Pros figure that the Web auction pioneer is undervalued, especially as earnings prospects improve in coming quarters
Put it on eBay!
That's become a stock phrase for anyone who wants to sell stuff. It also demonstrates how much the name eBay (EBAY) has morphed into a generic term for an online auction marketplace where people get to trade just about anything.
It made eBay a sensation on Wall Street just as the Internet caught the fancy of investors in the late 1990s. The company went public in September 1998. From a split-adjusted $1 a share, the stock streaked to $29 the next year and just kept on flying. By late 2004, eBay reached a peak at $59.20 a share. Although it had grown phenomenally worldwide, creating a whole new industry, the novelty started to wear off. But eBay has proved it is here to stay despite the multiple challenges of maturity and competition.
In fact, it is a stock that now deserves new attention, say the bulls.

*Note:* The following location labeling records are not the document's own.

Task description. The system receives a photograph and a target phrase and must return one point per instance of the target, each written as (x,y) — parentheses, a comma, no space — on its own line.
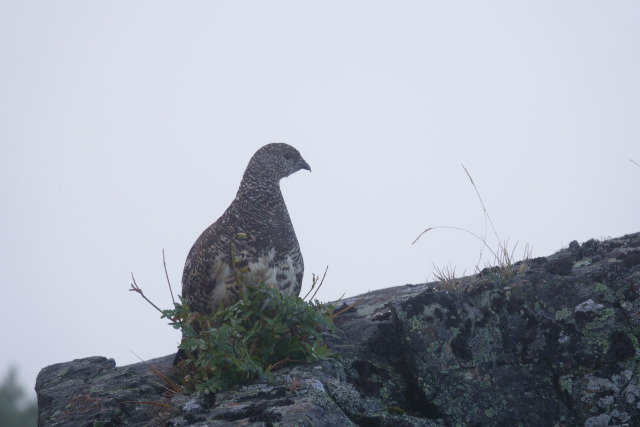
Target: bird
(252,242)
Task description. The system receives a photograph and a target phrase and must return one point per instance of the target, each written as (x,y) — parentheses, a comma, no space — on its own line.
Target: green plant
(251,338)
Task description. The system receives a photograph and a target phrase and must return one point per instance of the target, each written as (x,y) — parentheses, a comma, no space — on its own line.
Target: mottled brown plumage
(252,242)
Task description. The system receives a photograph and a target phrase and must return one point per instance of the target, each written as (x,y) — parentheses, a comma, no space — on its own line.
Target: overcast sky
(126,127)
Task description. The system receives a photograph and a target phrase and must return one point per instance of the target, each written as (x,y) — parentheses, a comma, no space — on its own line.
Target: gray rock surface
(555,345)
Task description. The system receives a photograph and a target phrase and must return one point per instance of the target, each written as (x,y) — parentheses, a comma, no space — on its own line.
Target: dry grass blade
(358,301)
(136,288)
(313,284)
(174,386)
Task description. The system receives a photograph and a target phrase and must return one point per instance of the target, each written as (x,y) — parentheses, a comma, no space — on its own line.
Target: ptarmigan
(252,242)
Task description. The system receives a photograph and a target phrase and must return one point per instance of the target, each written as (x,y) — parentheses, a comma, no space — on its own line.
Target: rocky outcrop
(557,344)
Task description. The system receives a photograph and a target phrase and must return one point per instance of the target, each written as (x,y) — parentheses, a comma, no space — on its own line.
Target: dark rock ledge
(557,345)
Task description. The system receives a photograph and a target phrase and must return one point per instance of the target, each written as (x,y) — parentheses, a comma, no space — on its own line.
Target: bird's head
(275,161)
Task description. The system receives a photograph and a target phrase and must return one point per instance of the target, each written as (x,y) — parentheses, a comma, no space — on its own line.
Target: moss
(600,287)
(566,383)
(563,314)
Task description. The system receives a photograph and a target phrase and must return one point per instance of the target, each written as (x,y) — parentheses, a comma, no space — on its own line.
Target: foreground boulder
(554,342)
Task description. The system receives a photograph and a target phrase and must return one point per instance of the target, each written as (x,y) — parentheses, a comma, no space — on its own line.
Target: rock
(556,344)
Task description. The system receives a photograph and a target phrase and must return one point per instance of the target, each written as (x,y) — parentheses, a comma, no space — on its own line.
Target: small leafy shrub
(253,337)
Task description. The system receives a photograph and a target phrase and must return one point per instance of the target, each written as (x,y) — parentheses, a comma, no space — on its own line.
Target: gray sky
(126,127)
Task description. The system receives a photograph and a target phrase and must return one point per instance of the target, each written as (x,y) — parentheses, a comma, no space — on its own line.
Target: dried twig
(136,288)
(313,284)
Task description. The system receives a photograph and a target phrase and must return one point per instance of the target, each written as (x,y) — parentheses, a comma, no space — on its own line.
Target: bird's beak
(303,165)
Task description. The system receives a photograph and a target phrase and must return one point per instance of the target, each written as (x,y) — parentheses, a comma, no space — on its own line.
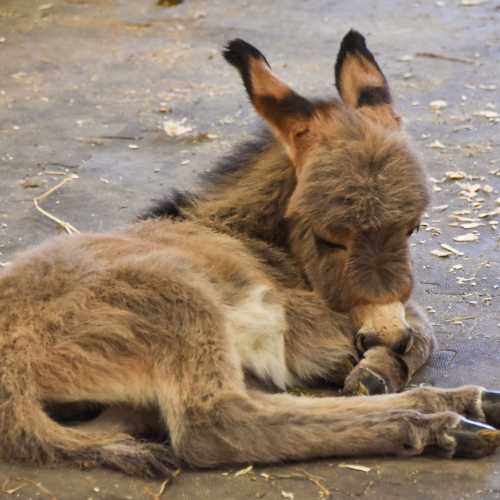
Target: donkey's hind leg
(382,371)
(238,428)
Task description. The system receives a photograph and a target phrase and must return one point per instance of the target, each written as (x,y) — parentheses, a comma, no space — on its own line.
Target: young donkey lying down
(292,266)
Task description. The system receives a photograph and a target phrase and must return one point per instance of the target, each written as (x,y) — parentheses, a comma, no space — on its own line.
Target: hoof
(491,407)
(474,439)
(365,382)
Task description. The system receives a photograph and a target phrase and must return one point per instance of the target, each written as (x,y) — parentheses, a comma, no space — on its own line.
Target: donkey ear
(359,79)
(287,113)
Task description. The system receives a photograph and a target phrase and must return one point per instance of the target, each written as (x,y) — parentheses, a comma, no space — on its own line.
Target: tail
(28,434)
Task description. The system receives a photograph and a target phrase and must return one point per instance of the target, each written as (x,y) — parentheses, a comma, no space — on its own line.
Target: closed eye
(328,246)
(415,229)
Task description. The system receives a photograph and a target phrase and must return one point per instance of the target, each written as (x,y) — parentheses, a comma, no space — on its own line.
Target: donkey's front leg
(383,371)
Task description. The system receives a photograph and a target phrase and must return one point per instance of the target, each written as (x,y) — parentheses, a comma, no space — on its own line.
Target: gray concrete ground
(85,86)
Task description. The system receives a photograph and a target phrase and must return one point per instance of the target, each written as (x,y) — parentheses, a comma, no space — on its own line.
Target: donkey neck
(248,193)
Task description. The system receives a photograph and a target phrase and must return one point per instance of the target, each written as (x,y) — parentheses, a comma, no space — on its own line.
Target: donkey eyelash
(324,245)
(415,229)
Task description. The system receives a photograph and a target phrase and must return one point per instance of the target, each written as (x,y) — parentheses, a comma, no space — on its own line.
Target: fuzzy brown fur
(292,268)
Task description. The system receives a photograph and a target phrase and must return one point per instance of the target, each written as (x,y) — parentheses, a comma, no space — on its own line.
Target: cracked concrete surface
(85,86)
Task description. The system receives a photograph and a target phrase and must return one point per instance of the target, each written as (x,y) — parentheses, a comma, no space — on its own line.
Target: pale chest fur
(257,326)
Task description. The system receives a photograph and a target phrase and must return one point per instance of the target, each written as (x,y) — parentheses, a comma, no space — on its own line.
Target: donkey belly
(257,326)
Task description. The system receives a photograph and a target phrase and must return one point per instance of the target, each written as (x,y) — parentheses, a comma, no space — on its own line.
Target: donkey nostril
(365,341)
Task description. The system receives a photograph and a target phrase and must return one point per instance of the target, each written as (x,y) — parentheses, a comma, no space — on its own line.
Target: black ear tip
(353,41)
(237,52)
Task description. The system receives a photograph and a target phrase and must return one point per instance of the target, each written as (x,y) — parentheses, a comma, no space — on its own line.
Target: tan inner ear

Since October 2007, when it traded at 40, the stock's value has tumbled nearly 50%. The stock is the kind of discounted product that would attract buyers if put on eBay's own site. But on the Nasdaq, where eBay is now trading at 23, the stock isn't catching fire. Although eBay dominates as the operator of the largest online trading community, rising competition, U.S. economic weakness, and a softening in the company's growth rate have turned off investors.
"enticing value play"
But the stock's sharp decline has only fortified the bullish case for eBay. "The selling in the stock is way overdone," says David Katz, chief investment officer at Matrix Asset Advisors, which manages some $1.4 billion and owns eBay stock. The big discount in the stock's price relative to eBay's vast assets and worldwide superiority in online auctions "make eBay a very enticing value play," says Katz. It is the kind of company, he argues, that deserves to be a core holding in most investors' portfolios. But of course price is the key to making an investment work. Right now, eBay's stock is selling at fire-sale levels, making it ripe for the picking, says Katz.

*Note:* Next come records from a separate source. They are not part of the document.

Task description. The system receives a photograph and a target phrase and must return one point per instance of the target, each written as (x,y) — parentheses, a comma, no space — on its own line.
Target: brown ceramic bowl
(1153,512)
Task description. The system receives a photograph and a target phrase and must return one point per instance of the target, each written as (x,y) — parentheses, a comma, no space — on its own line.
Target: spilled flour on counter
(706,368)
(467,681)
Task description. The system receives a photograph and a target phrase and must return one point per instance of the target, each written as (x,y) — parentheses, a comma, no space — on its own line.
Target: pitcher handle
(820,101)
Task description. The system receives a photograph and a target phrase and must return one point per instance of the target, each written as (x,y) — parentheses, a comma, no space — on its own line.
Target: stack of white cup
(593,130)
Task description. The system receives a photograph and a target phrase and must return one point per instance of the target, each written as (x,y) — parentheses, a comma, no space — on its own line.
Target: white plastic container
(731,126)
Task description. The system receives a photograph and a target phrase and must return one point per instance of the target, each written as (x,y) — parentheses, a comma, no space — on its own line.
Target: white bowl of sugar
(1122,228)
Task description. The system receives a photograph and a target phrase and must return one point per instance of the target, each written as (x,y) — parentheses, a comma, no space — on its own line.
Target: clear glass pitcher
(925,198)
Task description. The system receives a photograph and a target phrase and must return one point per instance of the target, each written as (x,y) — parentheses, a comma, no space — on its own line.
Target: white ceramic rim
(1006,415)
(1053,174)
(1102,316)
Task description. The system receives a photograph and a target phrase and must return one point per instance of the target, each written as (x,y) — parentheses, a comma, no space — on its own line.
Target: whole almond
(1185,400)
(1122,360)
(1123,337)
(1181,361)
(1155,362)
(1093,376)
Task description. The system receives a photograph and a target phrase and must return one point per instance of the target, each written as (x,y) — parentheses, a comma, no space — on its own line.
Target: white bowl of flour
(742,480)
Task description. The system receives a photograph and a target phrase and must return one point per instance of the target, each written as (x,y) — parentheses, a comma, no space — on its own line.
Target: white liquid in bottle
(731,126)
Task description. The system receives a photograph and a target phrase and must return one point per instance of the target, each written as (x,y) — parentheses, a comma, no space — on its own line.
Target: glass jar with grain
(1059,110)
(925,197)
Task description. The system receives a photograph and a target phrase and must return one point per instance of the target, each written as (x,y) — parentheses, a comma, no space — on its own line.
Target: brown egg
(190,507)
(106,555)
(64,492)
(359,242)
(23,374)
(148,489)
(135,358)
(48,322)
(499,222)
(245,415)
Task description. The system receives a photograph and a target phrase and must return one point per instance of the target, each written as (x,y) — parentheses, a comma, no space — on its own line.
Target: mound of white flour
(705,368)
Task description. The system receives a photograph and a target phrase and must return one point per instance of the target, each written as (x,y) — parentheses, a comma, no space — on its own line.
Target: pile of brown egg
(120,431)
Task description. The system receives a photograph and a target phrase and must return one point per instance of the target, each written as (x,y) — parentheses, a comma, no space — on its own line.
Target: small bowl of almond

The company posted solid results in the second quarter with the number of active users of eBay's auction markets showing a significant increase. For the third quarter, total listings are forecast to jump 30%, to 720 million users. So far, listings in Asia/Pacific are up 25% in the second quarter, in Europe up 48%, and in North America 16%.
Management has adopted measures that should beef up earnings growth in the second half of 2008, says Katz. Apart from continuing to expand its online markets globally, eBay is also making sure that it provides a faster, easier, and safer trading experience for buyers and sellers. Through its numerous Web sites, the company pulls together millions of buyers and sellers worldwide, providing an online marketplace for the sale of almost all types of goods and services along with online payment facilities through its PayPal unit and Internet communications through its Skype division. Both PayPal and Skype posted strong results in the second quarter. but since they are low-margin operations compared with eBay's core auction markets, they tend to lower the company's entire margins, says Katz. So management is taking steps to boost margins at PayPal and Skype.

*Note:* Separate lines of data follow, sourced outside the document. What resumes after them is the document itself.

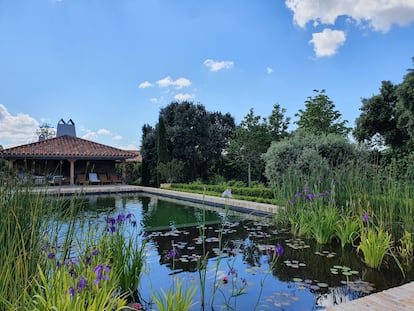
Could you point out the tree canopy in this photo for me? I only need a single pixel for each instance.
(388, 117)
(320, 116)
(193, 136)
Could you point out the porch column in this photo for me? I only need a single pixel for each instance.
(72, 172)
(11, 163)
(123, 171)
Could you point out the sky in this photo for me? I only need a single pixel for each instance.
(110, 66)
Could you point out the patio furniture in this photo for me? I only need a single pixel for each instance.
(81, 179)
(115, 179)
(93, 178)
(55, 180)
(104, 179)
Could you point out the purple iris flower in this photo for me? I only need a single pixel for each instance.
(71, 291)
(172, 253)
(82, 283)
(232, 271)
(279, 250)
(227, 194)
(99, 271)
(120, 218)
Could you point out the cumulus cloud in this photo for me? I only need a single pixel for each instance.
(178, 84)
(90, 136)
(380, 15)
(145, 85)
(104, 132)
(327, 42)
(215, 66)
(183, 97)
(16, 129)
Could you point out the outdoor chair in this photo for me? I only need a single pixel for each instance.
(115, 179)
(55, 180)
(93, 178)
(104, 179)
(81, 179)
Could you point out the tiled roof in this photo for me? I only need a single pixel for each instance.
(66, 147)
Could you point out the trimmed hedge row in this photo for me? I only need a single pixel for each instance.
(263, 193)
(218, 194)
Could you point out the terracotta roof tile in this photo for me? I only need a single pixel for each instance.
(67, 147)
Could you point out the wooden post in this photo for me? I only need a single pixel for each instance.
(72, 172)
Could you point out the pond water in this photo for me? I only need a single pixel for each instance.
(306, 276)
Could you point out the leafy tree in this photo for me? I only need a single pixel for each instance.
(405, 93)
(308, 156)
(377, 124)
(193, 136)
(162, 152)
(46, 131)
(171, 171)
(148, 153)
(320, 116)
(252, 138)
(278, 123)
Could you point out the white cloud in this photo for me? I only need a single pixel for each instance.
(379, 14)
(327, 42)
(215, 66)
(178, 84)
(90, 136)
(16, 129)
(145, 85)
(104, 132)
(183, 97)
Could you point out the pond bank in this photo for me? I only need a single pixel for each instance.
(254, 208)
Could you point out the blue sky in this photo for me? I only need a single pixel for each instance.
(110, 66)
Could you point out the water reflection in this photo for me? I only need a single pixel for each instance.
(307, 277)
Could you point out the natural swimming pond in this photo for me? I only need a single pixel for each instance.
(239, 248)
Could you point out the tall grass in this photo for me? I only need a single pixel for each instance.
(22, 222)
(381, 190)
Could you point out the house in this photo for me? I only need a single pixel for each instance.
(65, 155)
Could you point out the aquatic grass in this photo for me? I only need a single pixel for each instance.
(127, 254)
(406, 248)
(176, 298)
(77, 284)
(347, 229)
(374, 245)
(21, 228)
(324, 224)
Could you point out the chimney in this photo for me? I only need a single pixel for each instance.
(66, 128)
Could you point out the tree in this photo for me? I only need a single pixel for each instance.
(148, 153)
(278, 123)
(252, 138)
(193, 136)
(320, 116)
(162, 152)
(46, 131)
(170, 171)
(377, 124)
(405, 93)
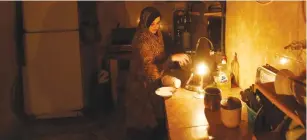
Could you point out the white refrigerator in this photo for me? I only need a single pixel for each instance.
(52, 75)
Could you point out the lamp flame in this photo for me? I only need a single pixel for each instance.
(283, 60)
(202, 69)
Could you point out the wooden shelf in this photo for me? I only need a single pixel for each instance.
(285, 103)
(214, 14)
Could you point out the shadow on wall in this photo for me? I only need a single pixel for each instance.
(110, 15)
(53, 71)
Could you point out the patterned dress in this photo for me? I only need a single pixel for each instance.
(149, 61)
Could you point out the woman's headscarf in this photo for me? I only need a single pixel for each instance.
(148, 15)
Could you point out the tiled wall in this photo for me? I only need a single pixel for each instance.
(258, 33)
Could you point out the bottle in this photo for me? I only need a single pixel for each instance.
(186, 40)
(224, 80)
(235, 70)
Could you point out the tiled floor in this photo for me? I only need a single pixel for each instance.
(100, 127)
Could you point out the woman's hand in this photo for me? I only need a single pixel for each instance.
(171, 81)
(181, 58)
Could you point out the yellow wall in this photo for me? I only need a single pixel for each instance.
(258, 33)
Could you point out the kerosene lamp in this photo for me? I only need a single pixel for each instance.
(199, 71)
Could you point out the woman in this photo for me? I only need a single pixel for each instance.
(144, 109)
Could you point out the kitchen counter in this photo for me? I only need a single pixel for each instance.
(187, 119)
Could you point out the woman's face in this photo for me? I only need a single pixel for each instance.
(155, 25)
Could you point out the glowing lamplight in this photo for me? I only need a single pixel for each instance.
(283, 60)
(201, 69)
(138, 20)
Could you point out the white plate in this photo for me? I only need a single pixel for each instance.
(165, 91)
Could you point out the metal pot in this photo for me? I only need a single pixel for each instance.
(231, 112)
(212, 98)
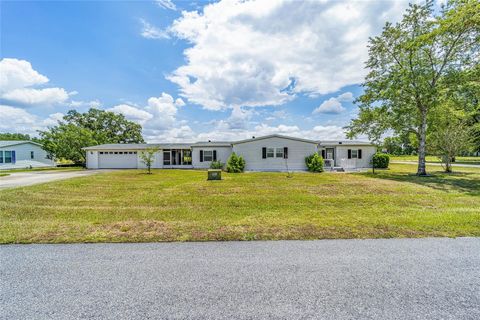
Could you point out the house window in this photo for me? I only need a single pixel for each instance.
(8, 156)
(166, 157)
(207, 155)
(278, 152)
(270, 152)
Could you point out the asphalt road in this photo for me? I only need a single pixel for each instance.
(331, 279)
(455, 165)
(21, 179)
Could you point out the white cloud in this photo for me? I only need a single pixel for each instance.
(29, 96)
(334, 105)
(331, 106)
(16, 74)
(19, 120)
(166, 4)
(151, 32)
(158, 118)
(346, 96)
(17, 77)
(132, 113)
(254, 53)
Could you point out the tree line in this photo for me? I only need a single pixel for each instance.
(423, 81)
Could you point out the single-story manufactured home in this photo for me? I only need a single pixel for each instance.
(268, 153)
(23, 154)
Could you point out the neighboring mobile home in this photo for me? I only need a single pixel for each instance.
(23, 154)
(268, 153)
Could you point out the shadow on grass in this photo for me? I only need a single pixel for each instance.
(465, 182)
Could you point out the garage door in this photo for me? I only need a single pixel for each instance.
(117, 159)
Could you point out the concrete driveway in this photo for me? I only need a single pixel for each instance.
(330, 279)
(21, 179)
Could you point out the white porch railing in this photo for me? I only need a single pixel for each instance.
(348, 163)
(328, 163)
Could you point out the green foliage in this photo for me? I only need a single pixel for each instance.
(66, 141)
(449, 137)
(148, 157)
(380, 160)
(14, 136)
(235, 164)
(106, 127)
(412, 65)
(314, 163)
(216, 165)
(79, 130)
(399, 145)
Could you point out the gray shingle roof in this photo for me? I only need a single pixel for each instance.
(7, 143)
(141, 146)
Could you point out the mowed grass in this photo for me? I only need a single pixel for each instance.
(180, 205)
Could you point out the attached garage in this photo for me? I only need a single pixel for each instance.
(117, 160)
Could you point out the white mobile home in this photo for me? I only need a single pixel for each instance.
(268, 153)
(23, 154)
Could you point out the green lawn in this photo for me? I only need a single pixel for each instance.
(131, 206)
(434, 159)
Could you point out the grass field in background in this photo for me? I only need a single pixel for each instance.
(435, 159)
(171, 205)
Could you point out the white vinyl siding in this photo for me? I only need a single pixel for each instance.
(251, 151)
(279, 153)
(270, 152)
(208, 155)
(223, 153)
(341, 152)
(23, 156)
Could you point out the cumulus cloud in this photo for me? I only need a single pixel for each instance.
(151, 32)
(256, 53)
(17, 85)
(19, 120)
(334, 105)
(16, 74)
(166, 4)
(158, 118)
(29, 96)
(132, 113)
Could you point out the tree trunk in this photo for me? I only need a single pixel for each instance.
(421, 171)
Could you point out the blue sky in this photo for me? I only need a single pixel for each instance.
(189, 70)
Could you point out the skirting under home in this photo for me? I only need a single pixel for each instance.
(267, 153)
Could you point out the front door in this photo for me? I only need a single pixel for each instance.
(329, 153)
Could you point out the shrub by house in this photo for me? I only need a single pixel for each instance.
(314, 163)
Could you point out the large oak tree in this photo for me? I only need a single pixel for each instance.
(79, 130)
(410, 65)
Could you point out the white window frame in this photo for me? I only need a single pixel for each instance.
(279, 151)
(270, 152)
(5, 156)
(356, 153)
(207, 155)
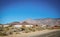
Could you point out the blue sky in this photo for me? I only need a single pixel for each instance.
(18, 10)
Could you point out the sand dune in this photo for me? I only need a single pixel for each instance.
(31, 33)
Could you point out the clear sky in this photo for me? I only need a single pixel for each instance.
(18, 10)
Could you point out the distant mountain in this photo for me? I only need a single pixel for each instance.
(45, 21)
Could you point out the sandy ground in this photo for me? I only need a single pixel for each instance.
(31, 33)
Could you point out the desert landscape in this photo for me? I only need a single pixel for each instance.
(31, 28)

One measure of a stock's valuation is the price-earnings ratio. EBay's average annual p-e went as high as 74.7 in 2004, when the company earned 57¢ a share. Today, eBay's p-e has dropped to 13, based on Thomson First Call's consensus 2008 estimates of $1.75 a share. "That shows how undervalued eBay is," says Katz. He figures that eBay deserves a p-e of at least 20, which equates to a stock price of $35 a share.
Scott Kessler, an analyst at Standard & Poor's, believes the new management team at eBay can re-ignite growth at the company's core business. Meg Whitman relinquished her positions of CEO and president in March and was succeeded by John Donahoe. "We see eBay as the clear leader in online auctions, a mainstream Internet retail destination, and major facilitator of large transactions involving cars and real estate," says Kessler.
He rates the stock a "strong buy," with a 12-month price target of $35 a share. Kessler is optimistic about the growth of eBay's presence worldwide, as well as the expansion of its PayPal operations which, he notes, is the world's leading pure online payment platform. (S&P, like BusinessWeek, is a unit of The McGraw-Hill Companies (MHP).)
"eBay's turnaround is still in its early innings, and the risk-reward remains attractive," says Shawn Milne, who follows eBay at Oppenheimer (OPY) and rates the stock outperform. While the stock trades at a depressed multiple, he notes, its peer group trades at a price-earnings ratio of 29.
For long-term investors, the deeply discounted stock price is an alluring entry point. With a pristine balance sheet with strong cash flow and no debt, eBay is an attractive haven during this anemic economic period. And when the economy starts revving up again, eBay will surely be among the first to benefit.
Unless otherwise noted, neither the sources cited in Gene Marcial's Stock Picks nor their firms hold positions in the stocks under discussion. Similarly, they have no investment banking or other financial relationships with them.